2. Extracting Feature Descriptors

Approach

First, I applied my Gaussian blur function from Project 2 to blur the grayscale version of each image. Next, following the paper, I sampled each 40x40 square around every interest point, resized to an 8x8 patch, and normalized. Finally, I stored a flattened version of each patch in a (n_ip, 64) array.

Feature Descriptors for Woz Left

woz_descr.jpg

3. Matching Features

Approach

To match the features between two images, I once again followed the paper. First, I set an image to be the reference image. I then found the 1- and 2-NNs for the reference neighbors by calculating the distances between each feature between the reference and second image. Finally, I filtered through all of the points using Lowe's threshold formula 1-NN / 2-NN < threshold and returned an array of matching indices. I used a threshold of 0.8 in this part.

Examples of Matched Features

woz_match.jpg
Woz Matches
enclave_match.jpg
Enclave Matches
apt_match.jpg
Apartment Matches
hmmb_match.jpg
HMMB Matches

4. RANSAC

Approach

In the previous part, it can be observed that some points are matched incorrectly - thus, we use RANSAC to reduce inaccuracies. For this part, I implemented 4-point RANSAC by exactly following the lecture slides. To calculate homographies, I used computeH from Project 4A. I had to slightly modify how I did operations with the homography matrix due to array shapes and x and y coordinates flipping. My RANSAC function outputted the largest set of inliers and its homography matrix, as outlined in the paper.

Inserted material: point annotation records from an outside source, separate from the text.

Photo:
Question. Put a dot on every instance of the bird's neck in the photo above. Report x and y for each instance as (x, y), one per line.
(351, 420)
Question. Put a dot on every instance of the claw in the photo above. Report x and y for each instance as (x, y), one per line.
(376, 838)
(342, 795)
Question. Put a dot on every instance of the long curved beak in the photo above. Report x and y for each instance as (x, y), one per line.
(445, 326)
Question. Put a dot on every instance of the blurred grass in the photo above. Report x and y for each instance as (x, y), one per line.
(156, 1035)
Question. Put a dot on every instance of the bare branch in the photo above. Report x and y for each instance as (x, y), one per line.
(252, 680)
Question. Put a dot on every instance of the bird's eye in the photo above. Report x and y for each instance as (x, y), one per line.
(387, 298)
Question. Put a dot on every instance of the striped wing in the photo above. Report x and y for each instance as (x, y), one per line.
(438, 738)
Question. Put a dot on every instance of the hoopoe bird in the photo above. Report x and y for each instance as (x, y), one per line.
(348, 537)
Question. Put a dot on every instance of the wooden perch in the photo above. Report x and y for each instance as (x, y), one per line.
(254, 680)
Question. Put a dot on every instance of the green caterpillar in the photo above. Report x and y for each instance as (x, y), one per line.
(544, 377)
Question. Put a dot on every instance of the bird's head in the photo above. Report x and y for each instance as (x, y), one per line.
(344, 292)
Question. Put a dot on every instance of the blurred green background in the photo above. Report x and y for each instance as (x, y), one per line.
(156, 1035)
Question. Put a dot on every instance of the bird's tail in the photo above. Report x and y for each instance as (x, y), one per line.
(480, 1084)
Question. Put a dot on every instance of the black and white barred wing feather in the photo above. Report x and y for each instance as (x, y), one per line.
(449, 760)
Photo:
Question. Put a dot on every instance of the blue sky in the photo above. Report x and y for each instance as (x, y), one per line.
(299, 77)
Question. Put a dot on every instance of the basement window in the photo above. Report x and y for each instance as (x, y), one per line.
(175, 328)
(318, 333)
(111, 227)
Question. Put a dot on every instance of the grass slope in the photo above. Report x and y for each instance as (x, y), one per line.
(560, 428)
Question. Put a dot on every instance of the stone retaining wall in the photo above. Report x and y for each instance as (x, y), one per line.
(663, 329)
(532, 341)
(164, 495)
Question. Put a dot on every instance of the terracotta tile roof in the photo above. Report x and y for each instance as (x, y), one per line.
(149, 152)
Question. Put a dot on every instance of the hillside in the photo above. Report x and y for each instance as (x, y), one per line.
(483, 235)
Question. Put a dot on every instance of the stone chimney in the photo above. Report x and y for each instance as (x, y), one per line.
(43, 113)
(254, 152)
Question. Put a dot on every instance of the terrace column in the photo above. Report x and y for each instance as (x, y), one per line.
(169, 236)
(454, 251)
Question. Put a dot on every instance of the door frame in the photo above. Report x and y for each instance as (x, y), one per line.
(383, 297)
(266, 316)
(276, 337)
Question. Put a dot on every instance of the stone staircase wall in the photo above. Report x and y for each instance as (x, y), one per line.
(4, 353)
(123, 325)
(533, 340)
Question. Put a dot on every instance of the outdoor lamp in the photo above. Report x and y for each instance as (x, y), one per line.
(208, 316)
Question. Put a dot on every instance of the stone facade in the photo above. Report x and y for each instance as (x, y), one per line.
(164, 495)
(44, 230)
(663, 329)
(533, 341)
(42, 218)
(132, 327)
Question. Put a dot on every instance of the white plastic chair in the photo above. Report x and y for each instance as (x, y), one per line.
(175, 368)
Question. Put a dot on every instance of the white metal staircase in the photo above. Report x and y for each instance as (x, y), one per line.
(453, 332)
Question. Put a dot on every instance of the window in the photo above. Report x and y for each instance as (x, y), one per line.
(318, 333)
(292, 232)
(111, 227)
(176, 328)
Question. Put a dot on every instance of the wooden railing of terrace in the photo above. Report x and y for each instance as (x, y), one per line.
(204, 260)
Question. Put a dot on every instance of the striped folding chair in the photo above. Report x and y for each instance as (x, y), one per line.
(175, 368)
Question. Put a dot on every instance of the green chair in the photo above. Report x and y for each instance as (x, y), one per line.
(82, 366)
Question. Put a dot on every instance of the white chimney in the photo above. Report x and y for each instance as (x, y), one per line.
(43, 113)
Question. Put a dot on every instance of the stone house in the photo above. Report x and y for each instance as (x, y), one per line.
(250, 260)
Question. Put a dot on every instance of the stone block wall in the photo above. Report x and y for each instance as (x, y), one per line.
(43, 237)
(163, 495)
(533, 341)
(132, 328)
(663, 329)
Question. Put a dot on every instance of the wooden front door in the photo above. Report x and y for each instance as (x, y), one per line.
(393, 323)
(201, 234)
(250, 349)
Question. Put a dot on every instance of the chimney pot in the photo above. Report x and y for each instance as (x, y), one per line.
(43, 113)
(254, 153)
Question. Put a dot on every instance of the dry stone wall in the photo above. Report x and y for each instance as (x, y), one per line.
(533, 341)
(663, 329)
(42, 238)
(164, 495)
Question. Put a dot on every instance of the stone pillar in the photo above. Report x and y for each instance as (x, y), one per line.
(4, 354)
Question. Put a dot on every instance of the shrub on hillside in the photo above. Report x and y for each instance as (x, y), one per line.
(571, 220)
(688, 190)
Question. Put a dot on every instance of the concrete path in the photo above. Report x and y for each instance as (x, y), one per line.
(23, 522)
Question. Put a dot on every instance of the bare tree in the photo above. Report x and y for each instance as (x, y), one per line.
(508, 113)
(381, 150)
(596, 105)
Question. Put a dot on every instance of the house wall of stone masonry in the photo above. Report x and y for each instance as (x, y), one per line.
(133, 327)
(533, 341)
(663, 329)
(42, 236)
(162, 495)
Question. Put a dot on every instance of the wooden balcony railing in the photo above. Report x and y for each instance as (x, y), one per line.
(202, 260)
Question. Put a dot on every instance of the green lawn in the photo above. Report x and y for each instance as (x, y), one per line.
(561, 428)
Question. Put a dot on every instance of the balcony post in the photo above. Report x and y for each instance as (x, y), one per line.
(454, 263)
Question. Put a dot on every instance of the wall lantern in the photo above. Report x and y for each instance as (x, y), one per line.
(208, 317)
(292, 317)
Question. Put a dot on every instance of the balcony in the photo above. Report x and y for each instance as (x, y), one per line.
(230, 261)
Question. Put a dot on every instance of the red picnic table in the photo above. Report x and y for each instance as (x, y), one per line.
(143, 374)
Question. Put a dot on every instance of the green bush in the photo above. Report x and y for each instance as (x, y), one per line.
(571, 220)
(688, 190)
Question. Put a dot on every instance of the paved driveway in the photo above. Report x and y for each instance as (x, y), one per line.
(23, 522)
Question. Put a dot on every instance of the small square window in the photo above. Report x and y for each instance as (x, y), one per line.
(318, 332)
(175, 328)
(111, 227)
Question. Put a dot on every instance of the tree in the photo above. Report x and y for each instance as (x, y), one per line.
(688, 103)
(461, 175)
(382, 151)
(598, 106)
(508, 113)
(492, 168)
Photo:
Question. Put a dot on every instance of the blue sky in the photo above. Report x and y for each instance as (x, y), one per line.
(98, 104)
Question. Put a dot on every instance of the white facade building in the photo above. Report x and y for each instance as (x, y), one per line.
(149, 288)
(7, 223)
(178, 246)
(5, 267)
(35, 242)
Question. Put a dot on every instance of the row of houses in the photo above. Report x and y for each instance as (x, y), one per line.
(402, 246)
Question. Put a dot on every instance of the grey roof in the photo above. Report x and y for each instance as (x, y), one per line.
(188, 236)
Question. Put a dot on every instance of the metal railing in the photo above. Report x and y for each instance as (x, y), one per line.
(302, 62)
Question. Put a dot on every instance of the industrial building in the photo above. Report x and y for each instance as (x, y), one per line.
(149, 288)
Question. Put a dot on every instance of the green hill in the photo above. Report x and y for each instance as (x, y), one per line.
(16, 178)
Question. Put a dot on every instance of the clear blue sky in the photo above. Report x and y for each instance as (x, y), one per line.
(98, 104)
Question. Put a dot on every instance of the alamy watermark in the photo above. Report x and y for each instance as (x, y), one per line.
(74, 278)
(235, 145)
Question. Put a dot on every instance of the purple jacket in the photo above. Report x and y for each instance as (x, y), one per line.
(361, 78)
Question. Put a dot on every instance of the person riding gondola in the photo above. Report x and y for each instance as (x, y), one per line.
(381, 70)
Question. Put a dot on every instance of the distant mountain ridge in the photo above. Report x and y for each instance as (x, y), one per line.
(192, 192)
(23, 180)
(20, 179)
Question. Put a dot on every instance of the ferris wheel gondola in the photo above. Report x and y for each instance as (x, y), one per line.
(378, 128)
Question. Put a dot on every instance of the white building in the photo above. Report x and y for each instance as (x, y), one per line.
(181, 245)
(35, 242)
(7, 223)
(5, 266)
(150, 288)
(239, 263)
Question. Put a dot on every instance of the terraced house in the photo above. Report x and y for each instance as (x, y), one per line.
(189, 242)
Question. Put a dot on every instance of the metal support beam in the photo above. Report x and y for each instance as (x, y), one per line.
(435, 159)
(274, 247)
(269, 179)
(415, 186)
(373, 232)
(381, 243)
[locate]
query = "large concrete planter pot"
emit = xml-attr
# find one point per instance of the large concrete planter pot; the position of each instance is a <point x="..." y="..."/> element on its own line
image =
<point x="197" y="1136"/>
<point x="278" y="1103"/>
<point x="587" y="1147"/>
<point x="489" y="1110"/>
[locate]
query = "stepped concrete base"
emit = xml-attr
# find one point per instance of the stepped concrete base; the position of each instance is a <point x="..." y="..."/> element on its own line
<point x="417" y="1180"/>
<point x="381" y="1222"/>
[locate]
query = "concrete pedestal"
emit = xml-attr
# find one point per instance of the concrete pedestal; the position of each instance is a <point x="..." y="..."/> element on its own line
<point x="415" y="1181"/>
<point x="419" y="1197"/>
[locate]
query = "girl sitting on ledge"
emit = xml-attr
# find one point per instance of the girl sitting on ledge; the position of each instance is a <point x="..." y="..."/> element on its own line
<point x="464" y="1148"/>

Matched Features After RANSAC

woz_ransac.jpg
Woz RANSAC
enclave_ransac.jpg
Enclave RANSAC
apt_ransac.jpg
Apartment RANSAC
hmmb_ransac.jpg
HMMB RANSAC

5. Mosaicing

Approach

Based on the points and homographies from RANSAC, I warped the right image to the left image using a slightly modified warpImage method (to account for different input shapes). The rest of the mosaicing process is identical to Project 4A.

Autostitched Mosaics

w_mosaic.jpg
Manual
woz_astitch.jpg
Autostitched
e_mosaic.jpg
Manual
enclave_astitch.jpg
Autostitched
a_mosaic.jpg
Manual
apt_astitch.jpg
Autostitched
h_mosaic.jpg
Manual
hmmb_astitch.jpg
Autostitched

What I've Learned

The coolest thing I learned in this project was how we're able to mathematically match features, and how random sampling processes like RANSAC can reduce inaccuracies. Also, I really liked how autostitching can end up stitching images better than manually selecting points.